Capital Radio is the first private broadcaster in Zimbabwe. It has been broadcasting since 28 September 2000 in the absence of any broadcasting regulatory framework and following a Supreme Court ruling on 22 September which nullified the state's broadcasting monopoly. Police on the night of October 4 located and raided the studios of the broadcaster at Harare's Monomotapa Hotel. Various workshops on the liberalisation of the airwaves have prepared this statement, clarifying much of the confusion around the legalities of Capital Radio broadcasts and the regulations currently in place.

authors: Mike Auret and Gerry Jackson

History 
The directors and shareholders of Capital Radio have both been prevented from broadcasting by the ZBC at various times in the past. Gerry Jackson hosted a radio show on Radio 3, which was closed down because she allowed people to talk about the conduct of the police during the riots in 1997. Michael Auret was at various times obstructed or prevented from airing adverts and programmes for the National Constitutional Assembly on constitution making, The Legal Resources Foundation on voter education, the Movement for Democratic Change for its campaign and at other times was charged exorbitant rates to air public health programmes against HIV/AIDS on behalf of the Zimbabwe National Family Planning Council. These should have benefited from a subsidy, as they were part of the public mandate of what was supposed to be a Public broadcaster; nonetheless they actually attracted a higher premium than even commercial broadcasts.

Without any channel to broadcast in the manner they wished, Gerry and Mike decided to make application to the Supreme Court to uphold their right and the right of Zimbabweans to Freedom of Expression by overturning the monopoly of ZBC on broadcasting and set up their own station that would allow Zimbabweans to speak.
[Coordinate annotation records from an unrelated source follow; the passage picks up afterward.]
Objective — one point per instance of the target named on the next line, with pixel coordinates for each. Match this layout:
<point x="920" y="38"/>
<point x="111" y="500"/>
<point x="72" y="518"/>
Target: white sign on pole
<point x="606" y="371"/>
Initially at the advice of our legal counsel at that time, the PTC was cited alongside the Minister of Information and the ZBC as respondents because it was believed at that time that the PTC would have a role to play as licenser of frequencies. This proved to be unnecessary, however, because once Section 25 of the Broadcasting Act and section 14 of the Radio communication Services Act were repealed they left a legislative vacuum as regards the licensing of a radio broadcaster and the allocation of a frequency. The Supreme Court thus removed the PTC from the proceedings and it was thus no longer necessary in law to apply to them for a frequency. All Jonathan Moyo’s statements to the contrary were untrue and where they implied that we were acting in a criminal manner they were defamatory for which we will be taking action against him and the publishers of those statements.
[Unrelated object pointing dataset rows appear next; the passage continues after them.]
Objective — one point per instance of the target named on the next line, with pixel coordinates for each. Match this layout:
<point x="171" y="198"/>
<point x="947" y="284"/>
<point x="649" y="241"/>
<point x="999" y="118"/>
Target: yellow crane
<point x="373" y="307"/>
Obviously this situation was not ideal because anyone at that stage could use the absence of legislation to choose a frequency and start broadcasting. As a result of this situation the Supreme Court felt that it was in the interests of society that the relevant Ministry be given the opportunity to regulate the frequency allocation before it created the conditions for a free for all. The Supreme Court thus asked the directors of Capital if we could try and settle the matter with the Ministry of Information by proposing that we allow them 60 days in which to prepare the regulations and to license us under those regulations. We made this proposal on the 18th September. 4 days later on our return to court we were told that Jonathan Moyo had said that it would be "over his rotting corpse" that we would get a license and his counter proposal was that we wait for legislation to be passed in 2001. (At a later hearing Jonathan Moyo repeated to our legal counsel that it would be "over his dead body" that Capital would receive a license. Since he has already pre-judged the issue we cannot obviously trust his proceedings).

Government has negligently failed to provide for regulation of frequency allocation when the opportunity was given. It is the duty of the Minister and the Ministry of Information to ensure that they have adequate legislation in place to cover all eventualities and that that legislation conforms to our constitutional values. The Minister and Ministry failed to perform their duties in this regard. As a result the Supreme Court had no option but to strike down section 25 of the Broadcasting Act which guaranteed the ZBC a monopoly and sec 14 of the Radio communication Services Act that prevented anyone from owning a transmitter. By implication section 12 and 13 of the Radio communication Services Act were invalidated as they applied to Radio Broadcasting stations. Section 12 and 13 provided for the allocation of frequencies by the PTC and the inspection of equipment. These were invalidated as regards radio broadcasting but remain in force for other radio communications such as pagers and walkie talkies.

The result was a situation was created where there existed no provision for the allocation of frequencies for broadcasters and no mechanism for regulation. Since we had been waiting for 5 years for the Ministry of Information to act to liberalise the airwaves and had tried on many occasions to help draft the legislation we were not going to wait any further for the Ministry to drag its heels. Since no legislation existed to prevent us from doing so, we imported our equipment lawfully (and have the documentation to prove it) set the equipment up - tested the broadcast on 100 FM, found too much interference and moved to 90 FM. 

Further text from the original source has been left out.